Show that $x^3+ax+b=0$ has
a) only one real root when $a>0$
b) at most only one of it's roots are in $(-\sqrt{-a/3},\sqrt{-a/3})$ when $a<0$.
For a) I supposed that it had two real roots and i came to the conclusion that the derivative function never attains the value $0$, i don't know what to do in b). Can someone help with the editing, I am new in this site and I think that it has to do again with Rolle's Theorem.
On
Derive the polynomial by $x$ and look where the Zeros of $f'(x)$ are. Now compute the second derivative and plug in the Zeros of $f'(x)$ you have obtained.
Now it holds $f''(x)=6x$ and for a negative $x$ the 2nd derivative tells us that the extremum has a curvature in the direction: right; for positive $x$ the direction of curvature is: left. This means now, by Rolle's Theorem that on the negative extremum there are only values $f(x)$ near $x_{extremum}$ which are smaller than $f(x_{extremum})$ (Can be visualized by a sketch). The extremum for positive $x$ has two values of $f(x)$ greater than $f(x_{extremum,pos.})$ by Rolle's Theorem. There will be only one value that is lying between These two extrema of $f'(x)$; this value will be the root.

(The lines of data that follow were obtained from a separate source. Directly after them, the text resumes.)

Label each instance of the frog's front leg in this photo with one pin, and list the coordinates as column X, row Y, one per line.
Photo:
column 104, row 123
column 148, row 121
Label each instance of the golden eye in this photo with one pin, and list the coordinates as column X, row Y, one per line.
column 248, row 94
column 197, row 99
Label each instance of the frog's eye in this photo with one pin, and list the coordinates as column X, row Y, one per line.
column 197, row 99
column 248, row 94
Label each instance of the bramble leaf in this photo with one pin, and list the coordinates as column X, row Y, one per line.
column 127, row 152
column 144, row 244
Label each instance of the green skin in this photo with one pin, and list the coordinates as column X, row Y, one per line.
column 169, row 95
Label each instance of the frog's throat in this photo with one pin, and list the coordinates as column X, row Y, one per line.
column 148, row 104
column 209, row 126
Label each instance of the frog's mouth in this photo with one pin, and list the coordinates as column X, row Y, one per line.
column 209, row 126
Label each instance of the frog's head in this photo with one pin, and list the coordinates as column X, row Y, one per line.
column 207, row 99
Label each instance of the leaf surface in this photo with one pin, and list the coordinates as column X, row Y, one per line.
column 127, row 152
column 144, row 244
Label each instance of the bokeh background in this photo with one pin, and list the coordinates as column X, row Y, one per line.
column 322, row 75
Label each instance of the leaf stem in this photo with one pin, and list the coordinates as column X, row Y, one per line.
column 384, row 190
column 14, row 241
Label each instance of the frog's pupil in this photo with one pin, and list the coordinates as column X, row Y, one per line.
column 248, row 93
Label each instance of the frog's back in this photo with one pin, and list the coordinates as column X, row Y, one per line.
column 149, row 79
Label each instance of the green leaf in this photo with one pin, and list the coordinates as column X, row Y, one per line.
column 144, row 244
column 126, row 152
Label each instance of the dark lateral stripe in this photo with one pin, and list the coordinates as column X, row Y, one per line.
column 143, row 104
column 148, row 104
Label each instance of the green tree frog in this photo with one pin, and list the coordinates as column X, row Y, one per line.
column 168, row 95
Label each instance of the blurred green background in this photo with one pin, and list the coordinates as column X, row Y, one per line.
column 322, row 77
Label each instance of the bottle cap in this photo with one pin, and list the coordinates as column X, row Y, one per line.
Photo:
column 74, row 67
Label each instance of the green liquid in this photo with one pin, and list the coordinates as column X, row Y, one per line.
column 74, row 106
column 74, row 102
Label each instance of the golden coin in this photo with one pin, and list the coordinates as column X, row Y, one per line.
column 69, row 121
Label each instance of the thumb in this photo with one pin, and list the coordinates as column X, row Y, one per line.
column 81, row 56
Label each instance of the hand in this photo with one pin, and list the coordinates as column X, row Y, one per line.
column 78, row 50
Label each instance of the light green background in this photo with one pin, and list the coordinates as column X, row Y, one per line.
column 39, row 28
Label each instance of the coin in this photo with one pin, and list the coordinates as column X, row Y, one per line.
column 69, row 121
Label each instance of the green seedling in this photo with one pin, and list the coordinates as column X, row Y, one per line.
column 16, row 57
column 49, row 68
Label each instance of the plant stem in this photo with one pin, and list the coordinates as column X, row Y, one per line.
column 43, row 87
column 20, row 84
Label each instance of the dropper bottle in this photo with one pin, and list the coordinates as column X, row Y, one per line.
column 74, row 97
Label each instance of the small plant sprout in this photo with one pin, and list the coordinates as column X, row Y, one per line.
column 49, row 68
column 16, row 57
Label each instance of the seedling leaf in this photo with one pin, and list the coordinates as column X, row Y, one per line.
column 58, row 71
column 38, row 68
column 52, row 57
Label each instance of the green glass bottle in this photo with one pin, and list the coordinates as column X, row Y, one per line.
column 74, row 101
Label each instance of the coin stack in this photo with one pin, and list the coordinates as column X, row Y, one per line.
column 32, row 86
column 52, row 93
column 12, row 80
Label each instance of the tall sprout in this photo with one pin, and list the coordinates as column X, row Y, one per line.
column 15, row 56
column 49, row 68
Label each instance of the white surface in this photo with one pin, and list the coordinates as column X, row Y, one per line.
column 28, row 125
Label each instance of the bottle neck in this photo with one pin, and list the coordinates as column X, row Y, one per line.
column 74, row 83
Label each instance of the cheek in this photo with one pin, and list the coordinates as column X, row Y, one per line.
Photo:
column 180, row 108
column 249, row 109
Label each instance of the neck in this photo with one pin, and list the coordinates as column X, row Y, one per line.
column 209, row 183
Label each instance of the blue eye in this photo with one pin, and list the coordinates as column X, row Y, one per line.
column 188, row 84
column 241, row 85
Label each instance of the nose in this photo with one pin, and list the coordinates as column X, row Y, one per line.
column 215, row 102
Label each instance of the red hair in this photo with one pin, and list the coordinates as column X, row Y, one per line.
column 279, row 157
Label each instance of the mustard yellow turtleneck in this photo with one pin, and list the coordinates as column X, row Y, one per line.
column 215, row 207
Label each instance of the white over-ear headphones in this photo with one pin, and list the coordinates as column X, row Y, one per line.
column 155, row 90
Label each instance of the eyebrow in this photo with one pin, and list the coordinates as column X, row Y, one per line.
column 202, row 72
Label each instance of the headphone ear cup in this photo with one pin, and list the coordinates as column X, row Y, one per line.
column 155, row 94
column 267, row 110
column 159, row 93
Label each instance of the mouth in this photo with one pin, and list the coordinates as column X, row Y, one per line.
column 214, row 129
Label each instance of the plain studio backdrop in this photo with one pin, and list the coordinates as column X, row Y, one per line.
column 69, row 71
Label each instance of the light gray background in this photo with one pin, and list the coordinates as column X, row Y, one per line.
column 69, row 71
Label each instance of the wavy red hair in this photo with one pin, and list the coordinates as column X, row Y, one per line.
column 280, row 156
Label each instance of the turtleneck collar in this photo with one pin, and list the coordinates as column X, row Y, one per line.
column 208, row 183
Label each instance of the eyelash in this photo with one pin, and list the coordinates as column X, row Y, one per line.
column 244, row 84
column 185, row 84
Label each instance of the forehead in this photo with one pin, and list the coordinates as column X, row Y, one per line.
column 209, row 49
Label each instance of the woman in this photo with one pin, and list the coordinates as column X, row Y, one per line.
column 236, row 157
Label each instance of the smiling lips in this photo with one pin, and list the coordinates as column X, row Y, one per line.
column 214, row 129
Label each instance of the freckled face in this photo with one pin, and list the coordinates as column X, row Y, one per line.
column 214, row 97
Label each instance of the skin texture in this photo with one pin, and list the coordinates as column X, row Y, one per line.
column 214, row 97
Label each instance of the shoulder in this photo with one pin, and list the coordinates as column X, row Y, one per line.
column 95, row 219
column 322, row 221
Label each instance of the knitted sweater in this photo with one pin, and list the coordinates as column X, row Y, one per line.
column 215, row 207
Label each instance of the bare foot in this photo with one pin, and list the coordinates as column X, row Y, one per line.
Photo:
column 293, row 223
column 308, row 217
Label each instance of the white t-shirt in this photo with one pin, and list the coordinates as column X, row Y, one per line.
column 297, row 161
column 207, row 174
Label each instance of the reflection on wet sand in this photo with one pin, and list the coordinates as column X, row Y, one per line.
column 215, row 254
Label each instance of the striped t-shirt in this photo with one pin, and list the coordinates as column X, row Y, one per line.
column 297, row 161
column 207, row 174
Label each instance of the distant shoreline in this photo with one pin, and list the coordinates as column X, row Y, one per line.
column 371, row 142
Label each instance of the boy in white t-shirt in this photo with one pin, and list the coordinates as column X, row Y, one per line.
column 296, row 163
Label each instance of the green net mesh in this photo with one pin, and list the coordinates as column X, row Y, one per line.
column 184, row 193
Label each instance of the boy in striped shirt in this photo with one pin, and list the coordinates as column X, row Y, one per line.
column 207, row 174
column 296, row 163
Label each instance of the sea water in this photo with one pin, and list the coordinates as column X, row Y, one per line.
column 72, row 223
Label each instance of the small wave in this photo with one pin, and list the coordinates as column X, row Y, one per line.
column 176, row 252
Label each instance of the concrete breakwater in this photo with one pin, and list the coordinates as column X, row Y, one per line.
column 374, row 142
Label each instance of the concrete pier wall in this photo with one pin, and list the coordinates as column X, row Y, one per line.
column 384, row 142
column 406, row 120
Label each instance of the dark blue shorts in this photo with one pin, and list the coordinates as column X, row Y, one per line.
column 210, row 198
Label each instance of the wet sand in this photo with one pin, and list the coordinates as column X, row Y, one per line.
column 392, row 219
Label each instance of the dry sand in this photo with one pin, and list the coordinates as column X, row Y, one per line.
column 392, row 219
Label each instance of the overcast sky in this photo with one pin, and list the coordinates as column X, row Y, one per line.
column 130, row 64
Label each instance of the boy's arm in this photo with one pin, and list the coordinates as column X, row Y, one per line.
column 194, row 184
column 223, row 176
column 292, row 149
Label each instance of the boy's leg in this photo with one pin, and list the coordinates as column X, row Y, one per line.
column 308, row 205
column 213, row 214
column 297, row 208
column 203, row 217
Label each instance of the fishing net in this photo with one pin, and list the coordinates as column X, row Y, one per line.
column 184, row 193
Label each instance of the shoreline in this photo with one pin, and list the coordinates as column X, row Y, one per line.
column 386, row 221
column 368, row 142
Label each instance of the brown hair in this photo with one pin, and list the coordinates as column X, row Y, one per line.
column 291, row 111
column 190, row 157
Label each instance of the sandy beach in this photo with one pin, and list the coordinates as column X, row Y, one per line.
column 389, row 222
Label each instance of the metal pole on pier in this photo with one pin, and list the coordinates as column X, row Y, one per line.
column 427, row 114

For (a), if $a>0$, then $p(x)=x^3+ax+b$ is strictly increasing on $\Bbb R$ as $p^\prime(x)=3x^2+a>0$. Since $p$ is a cubic (odd degree) polynomial, so it has a real root. Also since $p$ is strictly increasing and $p(x)\to -\infty$ as $x\to-\infty$ and $p(x)\to \infty$ as $x\to \infty$, it follows that $p$ can not have more than one real root. (alternatively also you can argue by Rolle's theorem as if there are two distinct real roots of $p$, then we would have $3c^2+a=p^\prime(c)=0$, for some real $c$, which is impossible.)
For (b), if $a<0$, then also $p$ has a real root. Moreover since $p^\prime(x)=3x^2+a$ vanishes at $x=\pm\sqrt{\frac{-a} {3}}$. Since we know that between any two consecutive roots of $p^\prime$, there is at most one root of $p$ (as if there are two roots say $\alpha$ and $\beta$ of $p$ between two consecutive roots $\alpha',\beta'$ of $p^\prime$, then by Rolle's theorem there exists $\gamma$ such that $p^\prime(\gamma)=0$ violating the consecutivness of $\alpha'$ and $\beta'$). So there is there is atmost one $c\in(-\sqrt{\frac{-a} {3}},\sqrt{\frac{-a} {3}})=J$ (say) such that $p(c)=0$ (observe that such unique $c$ exists if $p(-\sqrt{\frac{-a} {3}})p(\sqrt{\frac{-a} {3}})<0$). Thus in $J$, there is atmost one $c\in J$ such that $p(c)=0$ (by the similar argument given above).